Er der Öko, sie die Hausbesetzerin

Seit 1983 wohnt Marlis hier. Gern erinnert sich die zierliche Frau mit den rotblonden Haaren an ihr Leben in Westberlin. An die Hausbesetzerdemos, von denen sie immer rechtzeitig verschwand, bevor der „Krach mit den Bullen” losging oder an die Ostberliner Verwandtschaft, mit der man Kaffeepäckchen gegen Orwo-Filme tauschte. „Orwo-Filme?” fragt Max, der interessiert zugehört hat. Der 57-jährige verwitwete Schwabe stammt aus einer alten Sozi-Familie mit acht Geschwistern, in der er – nach dem frühen Tod des Vaters – schnell erwachsen werden musste.

„Ich war der mit der Schlaghose und den Clogs, der versuchte, sich für die Armen und Schwachen in der Klasse einzusetzen”, sagt er. Schon als Teenager habe er sich für Erwachsenenthemen interessiert und regelmäßig Nachrichten geschaut.
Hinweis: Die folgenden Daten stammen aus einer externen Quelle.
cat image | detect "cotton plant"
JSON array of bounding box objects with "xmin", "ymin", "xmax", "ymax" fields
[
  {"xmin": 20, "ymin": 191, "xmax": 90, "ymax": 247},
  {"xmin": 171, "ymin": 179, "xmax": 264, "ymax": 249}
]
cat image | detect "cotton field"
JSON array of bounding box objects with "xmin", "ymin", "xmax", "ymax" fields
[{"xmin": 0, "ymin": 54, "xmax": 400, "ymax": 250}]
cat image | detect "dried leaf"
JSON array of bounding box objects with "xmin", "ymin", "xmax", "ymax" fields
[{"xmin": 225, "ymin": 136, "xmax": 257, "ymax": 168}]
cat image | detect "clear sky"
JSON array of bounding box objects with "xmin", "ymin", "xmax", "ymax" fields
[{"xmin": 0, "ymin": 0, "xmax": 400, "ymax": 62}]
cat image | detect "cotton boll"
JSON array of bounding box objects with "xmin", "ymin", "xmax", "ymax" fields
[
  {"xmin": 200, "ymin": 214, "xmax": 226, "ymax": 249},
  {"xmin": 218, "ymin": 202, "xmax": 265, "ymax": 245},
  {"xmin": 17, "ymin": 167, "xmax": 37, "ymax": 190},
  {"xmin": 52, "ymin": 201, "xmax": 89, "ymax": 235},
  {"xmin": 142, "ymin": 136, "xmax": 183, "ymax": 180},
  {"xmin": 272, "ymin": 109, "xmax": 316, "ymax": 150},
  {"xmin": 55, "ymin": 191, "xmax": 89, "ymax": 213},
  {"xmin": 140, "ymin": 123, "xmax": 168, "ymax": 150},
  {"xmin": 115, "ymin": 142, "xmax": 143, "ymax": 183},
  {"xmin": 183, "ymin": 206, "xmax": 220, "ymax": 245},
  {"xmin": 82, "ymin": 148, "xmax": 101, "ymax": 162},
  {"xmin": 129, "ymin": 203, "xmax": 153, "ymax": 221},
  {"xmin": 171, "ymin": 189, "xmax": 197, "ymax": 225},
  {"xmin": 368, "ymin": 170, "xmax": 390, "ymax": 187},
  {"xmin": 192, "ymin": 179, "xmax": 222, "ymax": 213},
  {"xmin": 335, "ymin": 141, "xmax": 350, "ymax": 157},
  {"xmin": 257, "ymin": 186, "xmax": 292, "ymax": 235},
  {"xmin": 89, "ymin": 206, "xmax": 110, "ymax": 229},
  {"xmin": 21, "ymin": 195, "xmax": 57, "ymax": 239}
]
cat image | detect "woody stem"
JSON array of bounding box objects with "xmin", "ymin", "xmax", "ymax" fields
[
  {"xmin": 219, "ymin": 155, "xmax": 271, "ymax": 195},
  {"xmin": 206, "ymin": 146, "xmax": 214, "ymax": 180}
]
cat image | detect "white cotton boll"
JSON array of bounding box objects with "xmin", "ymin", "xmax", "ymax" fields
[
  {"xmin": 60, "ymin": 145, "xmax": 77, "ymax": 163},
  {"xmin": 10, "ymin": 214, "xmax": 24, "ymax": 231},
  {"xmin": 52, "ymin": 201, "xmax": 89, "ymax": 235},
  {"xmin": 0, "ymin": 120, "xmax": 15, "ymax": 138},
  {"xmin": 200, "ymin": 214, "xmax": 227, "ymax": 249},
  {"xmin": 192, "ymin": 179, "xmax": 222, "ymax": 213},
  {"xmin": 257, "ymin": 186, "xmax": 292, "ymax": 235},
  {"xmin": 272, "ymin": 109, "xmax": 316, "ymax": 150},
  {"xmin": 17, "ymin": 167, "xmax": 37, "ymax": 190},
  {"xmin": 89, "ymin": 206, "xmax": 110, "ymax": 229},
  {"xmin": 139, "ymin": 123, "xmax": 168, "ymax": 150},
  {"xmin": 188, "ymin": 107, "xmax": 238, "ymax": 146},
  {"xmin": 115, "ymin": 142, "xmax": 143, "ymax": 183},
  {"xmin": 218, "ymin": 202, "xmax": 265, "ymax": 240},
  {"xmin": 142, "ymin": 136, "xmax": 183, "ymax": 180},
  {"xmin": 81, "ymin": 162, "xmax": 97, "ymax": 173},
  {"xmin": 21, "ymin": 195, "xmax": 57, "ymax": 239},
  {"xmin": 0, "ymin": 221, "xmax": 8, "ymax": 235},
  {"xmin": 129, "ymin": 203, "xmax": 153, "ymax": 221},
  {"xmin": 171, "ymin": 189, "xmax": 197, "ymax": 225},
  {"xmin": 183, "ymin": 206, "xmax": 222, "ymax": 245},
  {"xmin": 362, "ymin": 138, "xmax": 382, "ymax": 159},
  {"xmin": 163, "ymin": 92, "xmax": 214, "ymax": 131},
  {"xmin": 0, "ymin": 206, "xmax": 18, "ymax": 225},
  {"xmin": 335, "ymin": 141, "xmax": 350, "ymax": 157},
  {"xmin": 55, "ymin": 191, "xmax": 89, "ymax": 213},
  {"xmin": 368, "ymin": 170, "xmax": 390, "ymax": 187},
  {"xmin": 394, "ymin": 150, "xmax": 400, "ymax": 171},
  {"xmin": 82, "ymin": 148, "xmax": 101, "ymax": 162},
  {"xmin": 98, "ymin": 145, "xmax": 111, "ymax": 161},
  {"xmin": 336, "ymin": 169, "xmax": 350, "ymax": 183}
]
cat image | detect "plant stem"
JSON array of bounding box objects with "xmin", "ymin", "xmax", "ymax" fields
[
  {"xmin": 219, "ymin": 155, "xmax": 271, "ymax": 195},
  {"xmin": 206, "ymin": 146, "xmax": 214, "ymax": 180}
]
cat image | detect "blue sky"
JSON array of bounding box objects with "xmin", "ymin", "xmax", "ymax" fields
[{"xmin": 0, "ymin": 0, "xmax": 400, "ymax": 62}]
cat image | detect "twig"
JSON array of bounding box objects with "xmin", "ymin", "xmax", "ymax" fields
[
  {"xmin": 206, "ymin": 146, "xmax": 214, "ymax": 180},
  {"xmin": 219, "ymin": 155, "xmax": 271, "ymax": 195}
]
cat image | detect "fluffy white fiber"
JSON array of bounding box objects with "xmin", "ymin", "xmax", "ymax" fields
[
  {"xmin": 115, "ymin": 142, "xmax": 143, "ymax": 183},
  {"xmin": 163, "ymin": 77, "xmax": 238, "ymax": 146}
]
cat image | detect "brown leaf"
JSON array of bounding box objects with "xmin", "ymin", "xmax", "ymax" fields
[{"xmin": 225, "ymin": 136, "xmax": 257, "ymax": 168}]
Heute führt der Grafiker und gelernte Schriftsetzer zusammen mit einem Partner eine eigene Agentur mit sechs Angestellten, spielt Bass und singt in der „erfolglosen aber ambitionierten” Coverband „Sticky-Fingers”. Seine drei Töchter sind erwachsen und leben in Deutschland verstreut. „Die taz ist auch ein Teil unserer Beziehung”, sagt Max. Diese beginnt meist schon am Frühstückstisch, wenn er sich in die Wochenendausgabe versenkt.

Eine Angewohnheit, die Marlis eigentlich nie ertragen konnte, aber bei der taz macht sie eine Ausnahme. Oft reden die beiden über Artikel, die sie gelesen haben, so wie über die Reportage über die jungen Mütter, die ihre Mutterschaft bedauerten. „Diese Sichtweise der Frauen ist mir gar nicht bewusst gewesen”, sagt Max. Sehr bewegt habe ihn der Artikel. Mit der taz verbinde sie die kritische Haltung zum Tagesgeschehen und der Respekt gegenüber dem Einzelnen, sagt Marlis. „Es ist die Art und Weise, auf die Welt zu gucken”. Auch über das neue taz-Verlagsgebäude tauschen sich die beiden aus. Während Marlis hin und wieder an der Baustelle am Besselpark vorbeischaut, beobachtet er das Baugeschehen auf der Webkamera von Sersheim aus.